Шрифт:
Закладка:
Все началось с «Керосинии». В один не прекрасный день у Юры написалось (настаиваю на «написалось», а почему – увидите чуть позже) стихотворение. Так потом сложилось, что я видел только первую книжку Юры, вышедшую значительно позже, – там этого стихотворения быть не могло, и печатал он его или нет, не знаю. Кому ни читаю – не слышали. Поэтому – вот оно, цитирую по памяти:
Небо зеленое.

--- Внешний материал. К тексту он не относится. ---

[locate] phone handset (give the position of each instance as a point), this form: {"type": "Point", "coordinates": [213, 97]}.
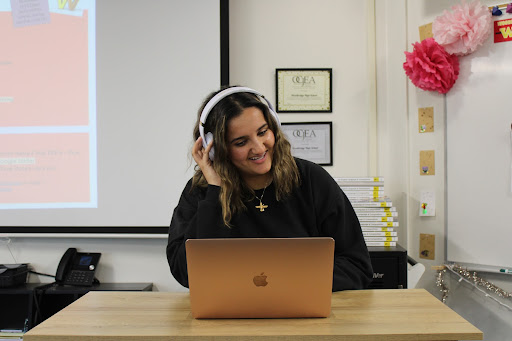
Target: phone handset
{"type": "Point", "coordinates": [65, 264]}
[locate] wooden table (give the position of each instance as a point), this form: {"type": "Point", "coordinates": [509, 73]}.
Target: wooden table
{"type": "Point", "coordinates": [383, 315]}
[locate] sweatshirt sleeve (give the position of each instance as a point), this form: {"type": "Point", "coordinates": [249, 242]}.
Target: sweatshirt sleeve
{"type": "Point", "coordinates": [197, 215]}
{"type": "Point", "coordinates": [336, 218]}
{"type": "Point", "coordinates": [352, 263]}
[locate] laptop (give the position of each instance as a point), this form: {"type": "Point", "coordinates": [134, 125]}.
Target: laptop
{"type": "Point", "coordinates": [260, 277]}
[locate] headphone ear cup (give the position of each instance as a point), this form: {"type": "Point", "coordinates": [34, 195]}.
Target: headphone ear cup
{"type": "Point", "coordinates": [207, 139]}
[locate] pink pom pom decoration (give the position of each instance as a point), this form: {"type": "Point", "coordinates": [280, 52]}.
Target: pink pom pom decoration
{"type": "Point", "coordinates": [464, 29]}
{"type": "Point", "coordinates": [430, 67]}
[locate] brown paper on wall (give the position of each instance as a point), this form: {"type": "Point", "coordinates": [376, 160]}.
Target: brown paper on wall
{"type": "Point", "coordinates": [425, 31]}
{"type": "Point", "coordinates": [427, 246]}
{"type": "Point", "coordinates": [426, 120]}
{"type": "Point", "coordinates": [427, 162]}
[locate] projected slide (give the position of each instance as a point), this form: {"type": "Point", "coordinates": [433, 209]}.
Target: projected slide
{"type": "Point", "coordinates": [47, 104]}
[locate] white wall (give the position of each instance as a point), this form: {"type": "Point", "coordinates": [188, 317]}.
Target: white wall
{"type": "Point", "coordinates": [399, 25]}
{"type": "Point", "coordinates": [267, 34]}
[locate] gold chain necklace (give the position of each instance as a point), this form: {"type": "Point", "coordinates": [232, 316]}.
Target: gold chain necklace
{"type": "Point", "coordinates": [261, 206]}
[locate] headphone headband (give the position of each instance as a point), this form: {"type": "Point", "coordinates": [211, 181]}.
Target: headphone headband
{"type": "Point", "coordinates": [217, 98]}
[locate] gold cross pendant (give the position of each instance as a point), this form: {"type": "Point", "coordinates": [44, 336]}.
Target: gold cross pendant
{"type": "Point", "coordinates": [261, 206]}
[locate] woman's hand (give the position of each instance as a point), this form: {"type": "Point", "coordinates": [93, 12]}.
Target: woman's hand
{"type": "Point", "coordinates": [200, 155]}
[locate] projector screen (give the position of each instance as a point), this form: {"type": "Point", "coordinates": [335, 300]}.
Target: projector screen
{"type": "Point", "coordinates": [97, 105]}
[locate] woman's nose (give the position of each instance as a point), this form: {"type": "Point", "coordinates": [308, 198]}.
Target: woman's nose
{"type": "Point", "coordinates": [258, 146]}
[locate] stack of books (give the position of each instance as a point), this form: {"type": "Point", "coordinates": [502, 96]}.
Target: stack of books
{"type": "Point", "coordinates": [375, 211]}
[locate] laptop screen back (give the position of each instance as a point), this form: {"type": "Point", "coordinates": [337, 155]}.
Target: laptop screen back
{"type": "Point", "coordinates": [260, 277]}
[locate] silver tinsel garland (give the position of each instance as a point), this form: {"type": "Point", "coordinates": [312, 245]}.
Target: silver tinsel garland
{"type": "Point", "coordinates": [472, 278]}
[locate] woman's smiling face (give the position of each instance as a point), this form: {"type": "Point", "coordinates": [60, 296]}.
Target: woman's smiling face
{"type": "Point", "coordinates": [250, 145]}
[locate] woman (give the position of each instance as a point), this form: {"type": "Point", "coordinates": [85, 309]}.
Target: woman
{"type": "Point", "coordinates": [252, 187]}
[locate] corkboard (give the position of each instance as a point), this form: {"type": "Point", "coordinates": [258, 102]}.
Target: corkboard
{"type": "Point", "coordinates": [427, 162]}
{"type": "Point", "coordinates": [426, 120]}
{"type": "Point", "coordinates": [427, 246]}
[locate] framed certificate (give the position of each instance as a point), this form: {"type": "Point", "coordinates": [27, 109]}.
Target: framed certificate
{"type": "Point", "coordinates": [304, 90]}
{"type": "Point", "coordinates": [310, 141]}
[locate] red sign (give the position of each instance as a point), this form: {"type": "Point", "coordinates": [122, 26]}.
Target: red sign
{"type": "Point", "coordinates": [502, 30]}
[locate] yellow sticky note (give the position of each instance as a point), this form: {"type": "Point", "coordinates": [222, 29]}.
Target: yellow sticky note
{"type": "Point", "coordinates": [426, 120]}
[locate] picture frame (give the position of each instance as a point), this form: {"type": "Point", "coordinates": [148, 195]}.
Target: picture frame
{"type": "Point", "coordinates": [304, 90]}
{"type": "Point", "coordinates": [310, 141]}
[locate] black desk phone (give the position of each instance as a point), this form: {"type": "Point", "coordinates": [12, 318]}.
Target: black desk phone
{"type": "Point", "coordinates": [77, 268]}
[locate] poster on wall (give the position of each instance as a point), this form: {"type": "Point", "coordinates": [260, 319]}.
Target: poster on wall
{"type": "Point", "coordinates": [304, 90]}
{"type": "Point", "coordinates": [310, 141]}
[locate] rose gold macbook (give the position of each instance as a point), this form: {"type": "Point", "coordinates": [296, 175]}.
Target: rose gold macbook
{"type": "Point", "coordinates": [260, 277]}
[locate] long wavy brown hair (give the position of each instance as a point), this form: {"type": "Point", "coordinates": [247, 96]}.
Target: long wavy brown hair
{"type": "Point", "coordinates": [234, 191]}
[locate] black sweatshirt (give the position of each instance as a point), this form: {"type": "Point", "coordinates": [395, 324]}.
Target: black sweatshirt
{"type": "Point", "coordinates": [317, 208]}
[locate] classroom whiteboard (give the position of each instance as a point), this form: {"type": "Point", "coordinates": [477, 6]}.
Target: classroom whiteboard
{"type": "Point", "coordinates": [479, 158]}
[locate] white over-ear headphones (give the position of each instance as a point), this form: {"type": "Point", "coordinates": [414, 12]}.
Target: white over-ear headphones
{"type": "Point", "coordinates": [216, 99]}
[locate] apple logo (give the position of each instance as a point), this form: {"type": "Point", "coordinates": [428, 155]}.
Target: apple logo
{"type": "Point", "coordinates": [260, 280]}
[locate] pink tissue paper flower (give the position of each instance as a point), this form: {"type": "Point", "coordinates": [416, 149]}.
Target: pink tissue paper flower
{"type": "Point", "coordinates": [430, 67]}
{"type": "Point", "coordinates": [464, 29]}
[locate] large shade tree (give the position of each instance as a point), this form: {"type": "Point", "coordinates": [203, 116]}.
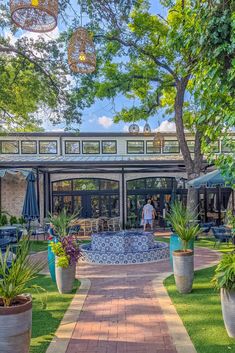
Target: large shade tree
{"type": "Point", "coordinates": [165, 63]}
{"type": "Point", "coordinates": [35, 80]}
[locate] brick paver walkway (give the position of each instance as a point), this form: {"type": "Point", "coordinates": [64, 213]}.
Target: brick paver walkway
{"type": "Point", "coordinates": [121, 313]}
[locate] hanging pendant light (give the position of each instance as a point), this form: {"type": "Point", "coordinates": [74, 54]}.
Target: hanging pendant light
{"type": "Point", "coordinates": [134, 129]}
{"type": "Point", "coordinates": [81, 52]}
{"type": "Point", "coordinates": [158, 140]}
{"type": "Point", "coordinates": [34, 15]}
{"type": "Point", "coordinates": [147, 129]}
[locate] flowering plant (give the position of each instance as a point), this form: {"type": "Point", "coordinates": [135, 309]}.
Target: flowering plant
{"type": "Point", "coordinates": [67, 251]}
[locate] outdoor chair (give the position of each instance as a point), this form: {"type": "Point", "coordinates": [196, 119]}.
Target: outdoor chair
{"type": "Point", "coordinates": [221, 235]}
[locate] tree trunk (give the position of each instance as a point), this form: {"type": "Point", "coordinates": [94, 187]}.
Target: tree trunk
{"type": "Point", "coordinates": [193, 167]}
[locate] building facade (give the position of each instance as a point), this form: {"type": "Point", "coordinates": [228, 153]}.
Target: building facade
{"type": "Point", "coordinates": [98, 174]}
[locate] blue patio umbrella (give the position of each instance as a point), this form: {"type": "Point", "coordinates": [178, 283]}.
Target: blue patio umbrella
{"type": "Point", "coordinates": [30, 208]}
{"type": "Point", "coordinates": [212, 179]}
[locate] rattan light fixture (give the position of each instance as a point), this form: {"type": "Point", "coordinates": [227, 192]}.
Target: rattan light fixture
{"type": "Point", "coordinates": [134, 129]}
{"type": "Point", "coordinates": [35, 15]}
{"type": "Point", "coordinates": [147, 129]}
{"type": "Point", "coordinates": [158, 140]}
{"type": "Point", "coordinates": [81, 52]}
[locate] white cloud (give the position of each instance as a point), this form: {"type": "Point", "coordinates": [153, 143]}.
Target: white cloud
{"type": "Point", "coordinates": [166, 126]}
{"type": "Point", "coordinates": [105, 121]}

Земля синяя.
Желтая надпись: «Страна Керосиния».
Ходят по улице люди-разини.
Держится жизнь на одном керосине.
Лишенные права смеяться и злиться
Несут они городу желтые лица.
За красной стеной, от людей в отдаленьи
Воздвигнут центральный пульт управленья,
А в нем восседает железный и гордый
Правитель страны, керосина и города.
В долине грусти, у Черного моря
Родился правитель в городе горя.
Он волосом рыжий, а телом – поджарый.
Он больше всего боится пожаров.
По всей стране навели инженеры
Строжайшие антипожарные меры.
Весь год разъезжают от лета до лета
Машины пожарные черного цвета.
Пропитаны запахом въедливой влаги,
Повисли над городом вялые флаги.
Но вот однажды, ранней весною
Они обгорели черной каймою.
Чугунные трубы, глотки прорвите!
Вперед ногами поехал правитель.
Но долго потом весенние сини,
Но долго потом караси, и Россини,
И апельсины, и «Опель» синий,
И все остальное в стране той красивой
Пахло крысами и керосином.
Год примерно 1958. Ну, куда бы вы, нынешние, пошли со стихотворением, которое вас самих озадачивает неожиданной резкостью позиций и выражений? Юра пошел в партком Литинститута и со словами: «Вот, написалось…» прочел бледнеющим от страха профпартлитераторам эту самую «Керосинию».
Не стану пытаться воспроизвести внутренние монологи присутствующих. Могу только поручиться, что в поступке Юры если чего не было, то вызова. Он на самом деле не знал, как поступить с «написавшимися» стихами.
В парткоме запахло жареным. Но это все же были недолгие годы либерализации, и потому Юрин поступок доверено было об судить комсомольской организации Литинститута.
О, эти наши комсомольские собрания конца 1950-х – начала 1960-х! С какой легкостью в их накаленной атмосфере пафос истины вступал в свободную химическую реакцию с пафосом доносительства. Катализатором, как правило, были личные карьерные соображения. У меня от тех самых годов сохранился черновик двух статей для стенной газеты. В первой я обвинял в безнравственности целый курс своих коллег по Институту восточных языков за то, что они на комсомольском собрании обвинили во всех смертных грехах своего сокурсника, пойманного на воровстве, не найдя слов в его защиту. «Да, он украл, – с тем самым пафосом истины писал я, – но почему вы сразу, без борьбы поверили, что он – вор?! Значит, у вас и раньше были причины думать о нем плохо! Что же вы молчали о них?!» – за все эти восклицательные и вопросительные знаки ребята собирались меня отлупить, но почему-то передумали. И тогда я написал вторую статью, о том, что они не решились это сделать, опасаясь за свои выездные характеристики, а стало быть, и за будущие поездки за границу, то есть за свою карьеру.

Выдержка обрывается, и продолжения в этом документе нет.